First of all, Joey is terrible at Nintendo. When the little brothers go, he’s probably the worst. If he comes to play Zelda, you can tell he is Zionara for your rupee. A living Joey, I call him. Game Over Joey.
I’ve heard people say that it feels like wandering around in the game when I play. Can you believe it? You know I’m making tremendous progress. I’m progressing like no one else has seen. The cowards at Nintendo won’t show it to you in the progress bar, however, will they?
You must have seen Super Mario 64 when I started playing. This is ridiculous. Some Super Dummy was halfway through, but it was heavily twisted. I had to delete the whole game and start over. In fact, none of the Nintendo time I have logged in so far counts.
Hey, Dad, hand me a new glass of water.

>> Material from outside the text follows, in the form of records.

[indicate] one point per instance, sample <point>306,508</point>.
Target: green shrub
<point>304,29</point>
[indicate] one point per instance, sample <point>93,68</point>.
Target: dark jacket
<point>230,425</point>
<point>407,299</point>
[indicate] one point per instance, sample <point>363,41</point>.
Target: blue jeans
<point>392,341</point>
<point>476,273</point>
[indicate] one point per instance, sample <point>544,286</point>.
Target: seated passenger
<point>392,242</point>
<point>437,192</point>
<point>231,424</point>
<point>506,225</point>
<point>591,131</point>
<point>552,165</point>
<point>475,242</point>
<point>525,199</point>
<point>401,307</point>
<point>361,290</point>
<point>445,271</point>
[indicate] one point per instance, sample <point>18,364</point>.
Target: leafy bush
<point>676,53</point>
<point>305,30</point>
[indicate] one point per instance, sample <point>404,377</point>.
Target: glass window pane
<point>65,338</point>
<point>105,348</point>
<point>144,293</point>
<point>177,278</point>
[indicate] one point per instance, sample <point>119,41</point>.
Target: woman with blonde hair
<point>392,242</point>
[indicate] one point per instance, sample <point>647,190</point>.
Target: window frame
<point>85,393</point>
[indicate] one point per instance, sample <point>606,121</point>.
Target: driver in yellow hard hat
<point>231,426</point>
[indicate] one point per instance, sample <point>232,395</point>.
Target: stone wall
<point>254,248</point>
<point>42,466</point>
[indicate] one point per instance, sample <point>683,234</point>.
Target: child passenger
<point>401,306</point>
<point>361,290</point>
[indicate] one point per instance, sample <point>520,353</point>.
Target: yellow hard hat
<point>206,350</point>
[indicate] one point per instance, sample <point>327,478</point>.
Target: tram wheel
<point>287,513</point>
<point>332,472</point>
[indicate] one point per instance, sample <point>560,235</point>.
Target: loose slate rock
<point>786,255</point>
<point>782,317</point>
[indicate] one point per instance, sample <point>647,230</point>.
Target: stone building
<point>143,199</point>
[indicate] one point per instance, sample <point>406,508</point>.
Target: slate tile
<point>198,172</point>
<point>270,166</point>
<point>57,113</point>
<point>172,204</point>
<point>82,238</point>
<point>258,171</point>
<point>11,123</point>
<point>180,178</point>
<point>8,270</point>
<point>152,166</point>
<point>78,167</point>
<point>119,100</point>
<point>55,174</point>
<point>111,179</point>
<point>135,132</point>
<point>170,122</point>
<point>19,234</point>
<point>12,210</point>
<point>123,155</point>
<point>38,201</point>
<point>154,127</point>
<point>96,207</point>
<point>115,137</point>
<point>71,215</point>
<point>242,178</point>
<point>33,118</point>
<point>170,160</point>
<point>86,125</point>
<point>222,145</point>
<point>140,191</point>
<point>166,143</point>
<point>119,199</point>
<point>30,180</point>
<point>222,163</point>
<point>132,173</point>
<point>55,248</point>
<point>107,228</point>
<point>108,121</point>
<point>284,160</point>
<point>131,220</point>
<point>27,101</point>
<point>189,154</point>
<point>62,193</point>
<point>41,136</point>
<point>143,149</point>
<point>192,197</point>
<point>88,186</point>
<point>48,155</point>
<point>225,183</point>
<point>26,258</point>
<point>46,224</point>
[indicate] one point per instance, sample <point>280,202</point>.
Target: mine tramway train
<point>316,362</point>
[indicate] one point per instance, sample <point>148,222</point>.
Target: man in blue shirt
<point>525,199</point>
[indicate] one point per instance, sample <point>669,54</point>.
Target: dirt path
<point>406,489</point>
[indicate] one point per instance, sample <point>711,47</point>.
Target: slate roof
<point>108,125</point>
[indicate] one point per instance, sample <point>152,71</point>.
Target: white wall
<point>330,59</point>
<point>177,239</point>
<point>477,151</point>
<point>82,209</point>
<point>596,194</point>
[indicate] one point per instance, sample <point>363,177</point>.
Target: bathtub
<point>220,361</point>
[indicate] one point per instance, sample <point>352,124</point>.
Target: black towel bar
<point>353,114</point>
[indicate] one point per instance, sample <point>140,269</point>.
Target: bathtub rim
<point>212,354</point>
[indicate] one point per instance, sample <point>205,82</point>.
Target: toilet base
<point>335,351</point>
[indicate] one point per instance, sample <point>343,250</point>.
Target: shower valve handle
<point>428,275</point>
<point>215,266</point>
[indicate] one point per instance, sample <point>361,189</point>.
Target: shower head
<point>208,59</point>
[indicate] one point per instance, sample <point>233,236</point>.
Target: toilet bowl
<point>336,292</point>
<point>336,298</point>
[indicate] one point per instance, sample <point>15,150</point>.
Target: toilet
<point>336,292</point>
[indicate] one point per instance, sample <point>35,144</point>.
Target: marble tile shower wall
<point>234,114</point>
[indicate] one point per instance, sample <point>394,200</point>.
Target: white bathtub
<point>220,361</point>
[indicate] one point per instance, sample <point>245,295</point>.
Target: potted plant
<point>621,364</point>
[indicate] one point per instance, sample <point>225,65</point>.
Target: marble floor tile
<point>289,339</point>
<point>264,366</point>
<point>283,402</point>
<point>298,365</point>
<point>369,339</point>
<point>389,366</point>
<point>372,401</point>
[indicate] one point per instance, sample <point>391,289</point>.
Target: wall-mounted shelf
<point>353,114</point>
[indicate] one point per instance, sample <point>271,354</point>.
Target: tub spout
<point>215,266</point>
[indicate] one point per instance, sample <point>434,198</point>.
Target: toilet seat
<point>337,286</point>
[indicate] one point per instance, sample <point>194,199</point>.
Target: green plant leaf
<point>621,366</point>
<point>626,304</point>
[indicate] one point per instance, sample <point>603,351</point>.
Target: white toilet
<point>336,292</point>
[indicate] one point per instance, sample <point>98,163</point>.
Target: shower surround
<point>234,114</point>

I think this is the worst water glass in the world. Look, you drink from its distance, like, it spreads all over your shirt. This is not good.
Look, we have a system in this house, don’t we? The person who plays Nintendo does most of the work. But the chore chart is bad. There are a lot of perverted people using it. They are useless with a joystick, they escape murder.
Everyone knows I do more work than anyone else. But half the time, you don’t even see them on the chart. How come? Someone can tear off the stickers and put them in a dumpster. I did not say who.
Worse than this, Joey – fraud Joey, I call him five at once five, sometimes six, got stickers. Isn’t that interesting? I told him that these kids were making big money doing some low life work for him to play Nintendo at school. Now, they are not talking about Joey, or they may be. But, in my opinion, it is very dishonest. We need to notice that Joey is putting on a deadline.
When you think about it, even though it’s Joey’s method, according to the “system” that was a disaster for everyone, it’s still my method.
Why is Joey playing Nintendo? Because he is my “brother”? I hate telling you this, Dad, but people are asking questions. Maybe Joey should sign up for 23andMe.
No, don’t start me on the Ancestry.com report. This is chocolate. Anyone can get it. Packing kids wandering the streets, claiming it’s time to play Nintendo, around Ancestry.com results printed in Kingco, they are looking for some vulnerable family to deceive. No one with any brain believes this. Yes mom, I have seen so-called family photos when we were kids. It’s amazing what they can do with deepfacks these days. It is out of control.
The more I think about it, the more I seem to have to control myself so no one gets hurt. Otherwise, you are going to see people expressing themselves in a big, important way. You’re going to see everyone sneaking up on the power button on Nintendo while Joey is playing Donkey, I don’t blame them. We need to see if there is a power button on Joey. I know, I know, I don’t have to say it.
By the way, Joey, if you’re really smart, you ‘ll ask Mom and Dad for a PlayStation. People are getting tired of Nintendo.
Anyway, I’m bored. Can I go watch TV?